Oppenheimer (right) riding in Central Park.
Robert attended the Ethical Culture School where he was taught to develop his “ethical imagination,” to see “things not as they are, but as they might be.”
Robert and his younger brother Frank.
Oppenheimer studied at Göttingen University, where he received his doctorate in quantum physics under Max Born (right). There he was befriended by physicists Paul Dirac (center, right) and the German physicist Hendrik Kramers (below, left). Later he studied briefly in Zurich with I. I. Rabi, H. M. Mott-Smith and Wolfgang Pauli (bottom, right, sailing with Robert on Lake Zurich).
Professor Oppenheimer (above, left) in 1929 at Caltech, where he had accepted a dual appointment with the University of California, Berkeley, and where he quickly became an apostle for the new quantum physics. “I need physics more than friends,” Robert confessed. Oppenheimer (above, right) between physicists William A. Fowler and Luis Alvarez. “I started really as a propagator of the theory which I loved, about which I continued to learn more, and which was not well understood but which was very rich.” Robert Serber (below, right) was one of his students and then a lifelong friend.

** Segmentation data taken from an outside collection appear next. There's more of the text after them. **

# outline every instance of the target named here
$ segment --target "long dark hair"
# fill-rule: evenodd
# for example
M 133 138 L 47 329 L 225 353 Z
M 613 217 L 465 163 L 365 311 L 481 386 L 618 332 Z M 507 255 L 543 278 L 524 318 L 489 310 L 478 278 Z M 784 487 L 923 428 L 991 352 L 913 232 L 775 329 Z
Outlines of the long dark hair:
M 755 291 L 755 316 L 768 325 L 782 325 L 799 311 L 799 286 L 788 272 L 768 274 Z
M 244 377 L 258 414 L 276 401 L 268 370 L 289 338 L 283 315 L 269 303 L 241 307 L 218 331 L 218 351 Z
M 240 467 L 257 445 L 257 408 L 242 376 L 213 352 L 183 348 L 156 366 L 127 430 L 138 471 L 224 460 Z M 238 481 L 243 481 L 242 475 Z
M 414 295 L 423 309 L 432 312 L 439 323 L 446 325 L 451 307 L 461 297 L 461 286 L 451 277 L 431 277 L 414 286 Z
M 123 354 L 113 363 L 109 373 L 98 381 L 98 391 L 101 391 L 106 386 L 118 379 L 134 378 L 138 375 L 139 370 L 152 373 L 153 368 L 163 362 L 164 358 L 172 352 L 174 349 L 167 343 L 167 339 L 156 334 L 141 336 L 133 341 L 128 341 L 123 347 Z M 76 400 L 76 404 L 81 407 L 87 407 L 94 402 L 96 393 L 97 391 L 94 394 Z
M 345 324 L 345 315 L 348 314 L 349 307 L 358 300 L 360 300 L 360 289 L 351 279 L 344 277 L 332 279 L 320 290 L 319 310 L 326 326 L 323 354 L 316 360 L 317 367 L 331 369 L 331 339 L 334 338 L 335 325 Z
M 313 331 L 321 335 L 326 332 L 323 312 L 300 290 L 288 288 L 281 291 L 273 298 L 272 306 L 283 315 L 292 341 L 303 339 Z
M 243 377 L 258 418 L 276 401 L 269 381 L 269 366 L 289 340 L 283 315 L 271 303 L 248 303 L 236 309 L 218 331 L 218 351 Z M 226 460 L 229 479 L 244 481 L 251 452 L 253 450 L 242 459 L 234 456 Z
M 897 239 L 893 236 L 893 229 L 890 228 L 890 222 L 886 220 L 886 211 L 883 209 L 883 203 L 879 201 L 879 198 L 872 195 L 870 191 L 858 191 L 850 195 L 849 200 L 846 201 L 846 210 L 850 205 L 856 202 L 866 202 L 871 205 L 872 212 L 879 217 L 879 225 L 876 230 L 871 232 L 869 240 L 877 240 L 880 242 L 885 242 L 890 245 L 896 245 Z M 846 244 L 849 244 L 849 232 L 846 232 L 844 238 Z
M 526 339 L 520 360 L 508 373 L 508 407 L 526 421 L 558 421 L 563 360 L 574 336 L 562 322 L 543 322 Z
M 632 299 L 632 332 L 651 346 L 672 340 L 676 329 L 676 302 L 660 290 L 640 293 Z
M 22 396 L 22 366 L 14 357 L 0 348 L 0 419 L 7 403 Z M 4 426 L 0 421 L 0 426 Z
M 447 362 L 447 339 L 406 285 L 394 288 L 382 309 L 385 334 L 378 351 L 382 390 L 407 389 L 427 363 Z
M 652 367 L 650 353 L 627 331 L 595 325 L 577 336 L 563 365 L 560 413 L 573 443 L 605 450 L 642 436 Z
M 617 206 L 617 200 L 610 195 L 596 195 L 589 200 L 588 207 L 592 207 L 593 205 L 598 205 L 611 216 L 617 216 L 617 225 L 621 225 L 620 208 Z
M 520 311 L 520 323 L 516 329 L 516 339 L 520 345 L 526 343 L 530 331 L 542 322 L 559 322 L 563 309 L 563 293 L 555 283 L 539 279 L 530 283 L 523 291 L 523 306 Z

“My two great loves are physics and New Mexico,” Oppenheimer wrote. “It’s a pity they can’t be combined.” Oppenheimer spent his summers at Perro Caliente, his 154 acre ranch (above) with a view of the Sangre de Christo mountains. Robert and his horse, Crisis (right), went for long rides with his brother Frank and other friends, including Berkeley physicist Ernest Lawrence (below).
Oppenheimer with the Italian physicist Enrico Fermi and Ernest Lawrence.
Joe Weinberg, Rossi Lomanitz, David Bohm and Max Friedman were some of Oppie’s acolytes at Berkeley. “They copied his gestures, his mannerisms, his intonations,” recalled Bob Serber.